I’m running out of ideas, so here’s more advice for what you can do.
Finally, well, if we die by Superintelligence, I hope it will be unexpected and swift. It was a wild ride, but we were too ambitious for our own good. Icarus flew too close to the sun. In that last breath, we’ll learn what The Great Filter was.
But we shouldn’t go without a fight.
I am more optimistic than you for a few reasons, but one that I'd like to highlight is that I think humans are likely okay in a world with mostly aligned ASIs but also some misaligned ones. In that case there will be much more intelligence and resources working in favor of humanity than against. This is far from perfect of course, since some technologies have much easier offence than defence. It's easier to create a novel pathogen than to defend against one. But in a world where most AI is aligned, it seems very likely that some humans will survive even in a worst-case engineered pandemic.

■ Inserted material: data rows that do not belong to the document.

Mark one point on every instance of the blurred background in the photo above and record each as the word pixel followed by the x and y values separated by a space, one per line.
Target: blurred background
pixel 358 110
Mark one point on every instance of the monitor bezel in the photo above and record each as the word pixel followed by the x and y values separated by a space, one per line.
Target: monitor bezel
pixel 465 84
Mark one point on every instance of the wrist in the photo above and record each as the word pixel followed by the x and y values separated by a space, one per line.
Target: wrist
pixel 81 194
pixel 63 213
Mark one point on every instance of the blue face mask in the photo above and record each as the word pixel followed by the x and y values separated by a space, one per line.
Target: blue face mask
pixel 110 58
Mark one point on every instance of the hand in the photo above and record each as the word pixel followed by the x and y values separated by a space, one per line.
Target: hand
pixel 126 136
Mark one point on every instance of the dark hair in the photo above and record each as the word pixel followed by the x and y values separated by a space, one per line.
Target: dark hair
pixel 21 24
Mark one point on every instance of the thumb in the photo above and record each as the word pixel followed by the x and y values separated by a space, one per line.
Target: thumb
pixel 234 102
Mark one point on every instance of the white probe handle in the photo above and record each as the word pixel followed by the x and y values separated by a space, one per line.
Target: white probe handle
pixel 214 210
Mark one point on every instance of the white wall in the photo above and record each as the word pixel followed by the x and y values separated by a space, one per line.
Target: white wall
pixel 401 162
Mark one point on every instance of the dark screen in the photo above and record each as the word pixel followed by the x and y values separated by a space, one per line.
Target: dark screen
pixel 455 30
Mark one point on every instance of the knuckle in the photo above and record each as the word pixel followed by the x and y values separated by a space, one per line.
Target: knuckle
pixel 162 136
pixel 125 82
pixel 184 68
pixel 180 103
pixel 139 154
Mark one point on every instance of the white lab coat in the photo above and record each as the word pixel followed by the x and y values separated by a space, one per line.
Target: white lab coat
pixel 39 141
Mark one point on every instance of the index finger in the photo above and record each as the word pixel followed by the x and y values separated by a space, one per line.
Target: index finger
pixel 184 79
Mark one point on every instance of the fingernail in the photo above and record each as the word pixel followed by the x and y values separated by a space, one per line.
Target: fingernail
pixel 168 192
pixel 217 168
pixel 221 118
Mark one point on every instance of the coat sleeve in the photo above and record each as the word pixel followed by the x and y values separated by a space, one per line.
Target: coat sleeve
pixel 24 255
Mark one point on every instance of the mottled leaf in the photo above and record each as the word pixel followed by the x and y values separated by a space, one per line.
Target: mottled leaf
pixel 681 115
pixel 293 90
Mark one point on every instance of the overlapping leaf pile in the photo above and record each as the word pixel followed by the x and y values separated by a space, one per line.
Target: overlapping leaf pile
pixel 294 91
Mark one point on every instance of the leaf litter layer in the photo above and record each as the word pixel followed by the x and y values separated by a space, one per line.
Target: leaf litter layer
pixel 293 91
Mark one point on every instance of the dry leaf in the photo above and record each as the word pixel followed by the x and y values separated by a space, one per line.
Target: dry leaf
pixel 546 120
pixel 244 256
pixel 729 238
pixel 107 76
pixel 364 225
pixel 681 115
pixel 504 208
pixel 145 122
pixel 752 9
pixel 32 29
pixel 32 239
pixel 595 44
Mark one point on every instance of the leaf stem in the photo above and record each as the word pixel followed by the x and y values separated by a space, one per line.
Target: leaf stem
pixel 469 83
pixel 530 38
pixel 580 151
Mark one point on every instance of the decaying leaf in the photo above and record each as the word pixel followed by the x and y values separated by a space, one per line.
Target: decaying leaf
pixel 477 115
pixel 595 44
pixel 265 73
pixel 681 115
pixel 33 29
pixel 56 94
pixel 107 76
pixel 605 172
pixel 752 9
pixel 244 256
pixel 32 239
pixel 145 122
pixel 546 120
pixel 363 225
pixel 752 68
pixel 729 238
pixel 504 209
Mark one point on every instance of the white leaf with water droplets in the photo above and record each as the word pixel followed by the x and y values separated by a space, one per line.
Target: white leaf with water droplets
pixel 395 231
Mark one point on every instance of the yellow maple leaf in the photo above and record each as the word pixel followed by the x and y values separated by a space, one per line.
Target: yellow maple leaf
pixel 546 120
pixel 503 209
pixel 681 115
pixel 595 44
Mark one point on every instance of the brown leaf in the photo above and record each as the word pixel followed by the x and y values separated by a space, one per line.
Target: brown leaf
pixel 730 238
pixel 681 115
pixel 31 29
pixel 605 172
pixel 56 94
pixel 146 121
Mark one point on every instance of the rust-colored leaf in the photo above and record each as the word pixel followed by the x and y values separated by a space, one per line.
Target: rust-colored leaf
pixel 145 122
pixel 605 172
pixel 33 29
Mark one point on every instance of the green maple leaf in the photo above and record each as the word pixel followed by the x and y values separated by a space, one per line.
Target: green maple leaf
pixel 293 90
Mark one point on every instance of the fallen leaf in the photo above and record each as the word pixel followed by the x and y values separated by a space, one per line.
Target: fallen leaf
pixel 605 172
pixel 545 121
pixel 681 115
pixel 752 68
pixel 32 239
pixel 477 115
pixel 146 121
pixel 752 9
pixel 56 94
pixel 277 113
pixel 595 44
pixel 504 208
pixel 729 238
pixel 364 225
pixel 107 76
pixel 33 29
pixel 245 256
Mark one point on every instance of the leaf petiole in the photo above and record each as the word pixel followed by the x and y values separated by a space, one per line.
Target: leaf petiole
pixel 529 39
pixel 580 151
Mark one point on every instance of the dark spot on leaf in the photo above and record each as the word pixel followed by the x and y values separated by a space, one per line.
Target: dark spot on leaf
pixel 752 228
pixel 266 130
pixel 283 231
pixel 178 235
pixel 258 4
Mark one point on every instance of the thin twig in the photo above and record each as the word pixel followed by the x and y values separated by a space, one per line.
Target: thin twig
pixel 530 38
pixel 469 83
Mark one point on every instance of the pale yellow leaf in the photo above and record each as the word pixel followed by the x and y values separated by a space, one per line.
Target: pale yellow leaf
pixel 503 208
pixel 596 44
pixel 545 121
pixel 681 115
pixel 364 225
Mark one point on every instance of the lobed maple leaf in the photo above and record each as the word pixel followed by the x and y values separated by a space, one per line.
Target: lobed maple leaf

This was a good piece and largely mirrors my own evolution on this question. For me, it was Zvi who flipped my thinking with the disempowerment thesis, which I find too highly plausible. Single metric, bayesian priors, have always struck me as an overly narrow frame, but it looks like LLMs think very much like Rationalists, maybe good maybe bad, but narrowing for sure. One thing to look at though, and people hate me for saying this, but Grok is the first next-FLOP-gen model. And while people are praising it for being 'open' and non-refusal, it's not **that much better** than the previous O1 (GPT 4 + Thinking) generation. Unverifiable tasks might be a bigger gap in the jagged frontier than we assume. p(doom) 10-15% depending on definition.